Ce pesticide est utilisé notamment par les producteurs de mâche et a été pointé du doigt suite à des intoxications. [Fred TANNEAU / AFP]

Jusqu'à la fin janvier, le gouvernement a pris la décision de suspendre l'utilisation en France des produits contenant du métam-sodium, dans l'attente de travaux de l'Agence nationale de sécurité sanitaire (Anses). Ce pesticide est utilisé notamment par les producteurs de mâche et a été pointé du doigt suite à des intoxications.

Un arrêté, pris jeudi par le gouvernement et publié vendredi au Journal officiel, indique que «l'utilisation des produits phytopharmaceutiques contenant la substance active 'métam' ou 'métam-sodium' est suspendue jusqu'au 31 janvier 2019».

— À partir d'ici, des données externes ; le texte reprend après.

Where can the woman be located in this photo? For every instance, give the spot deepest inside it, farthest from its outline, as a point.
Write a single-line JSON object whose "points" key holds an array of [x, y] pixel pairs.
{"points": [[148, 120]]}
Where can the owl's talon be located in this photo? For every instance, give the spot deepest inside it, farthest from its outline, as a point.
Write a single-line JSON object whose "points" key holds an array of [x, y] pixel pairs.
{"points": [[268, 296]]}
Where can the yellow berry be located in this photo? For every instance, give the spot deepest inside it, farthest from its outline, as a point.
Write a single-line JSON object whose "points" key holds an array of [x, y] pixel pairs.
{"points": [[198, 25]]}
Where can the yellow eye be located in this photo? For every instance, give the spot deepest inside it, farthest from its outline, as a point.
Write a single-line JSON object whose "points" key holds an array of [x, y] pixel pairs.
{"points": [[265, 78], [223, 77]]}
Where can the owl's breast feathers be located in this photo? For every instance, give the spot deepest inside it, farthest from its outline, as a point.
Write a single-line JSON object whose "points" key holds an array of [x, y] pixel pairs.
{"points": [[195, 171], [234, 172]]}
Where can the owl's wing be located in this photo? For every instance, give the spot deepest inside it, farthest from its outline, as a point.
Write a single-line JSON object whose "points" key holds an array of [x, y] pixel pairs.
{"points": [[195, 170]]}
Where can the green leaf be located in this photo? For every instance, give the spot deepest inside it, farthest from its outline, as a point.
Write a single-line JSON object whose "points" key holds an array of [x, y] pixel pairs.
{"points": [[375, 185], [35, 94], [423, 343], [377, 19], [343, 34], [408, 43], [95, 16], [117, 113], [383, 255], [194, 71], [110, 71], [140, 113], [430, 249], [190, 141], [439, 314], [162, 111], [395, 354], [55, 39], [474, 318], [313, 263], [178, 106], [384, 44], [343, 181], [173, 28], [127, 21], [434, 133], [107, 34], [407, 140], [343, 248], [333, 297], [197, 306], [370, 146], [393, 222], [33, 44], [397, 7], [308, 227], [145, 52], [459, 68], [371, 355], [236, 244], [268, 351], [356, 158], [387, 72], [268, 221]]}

Cette décision a été prise compte tenu de cas d'intoxication et des «doutes sur la possibilité d'utiliser les produits concernés de façon sûre selon les modalités actuellement en vigueur», précise l'arrêté.

En Maine-et-Loire, l'utilisation du métam-sodium était déjà interdite, suite à des cas de dizaines de personnes récemment intoxiquées par ce produit. 

«Une sage décision»

Des députés LREM des Pays de la Loire, dont Matthieu Orphelin, se sont exprimés dans un communiqué, saluant «une sage décision pour la santé des agriculteurs et des citoyens», soulignant toutefois qu'il était urgent de trouver des alternatives. L'Anses doit se prononcer sur l'utilisation de ce produit fin novembre, soulignent-ils.

Jeudi, la préfecture de Maine-et-Loire avait fait savoir que la suspension dans le département était prolongée jusqu'au 31 décembre, notamment en raison de «la mauvaise maîtrise des techniques liées à l'utilisation du métam-sodium et le non-respect de la réglementation en vigueur». Entre le 28 septembre et le 12 octobre, le Maine-et-Loire a connu trois épisodes d'intoxications liés à l'utilisation de pesticides à base de métam-sodium. 

Le 9 octobre, 61 personnes, des ouvriers agricoles pour la plupart, avaient ainsi été exposées à des produits provoquant des irritations des voies oculaires et respiratoires. Dix-sept personnes avaient été hospitalisées ce jour-là.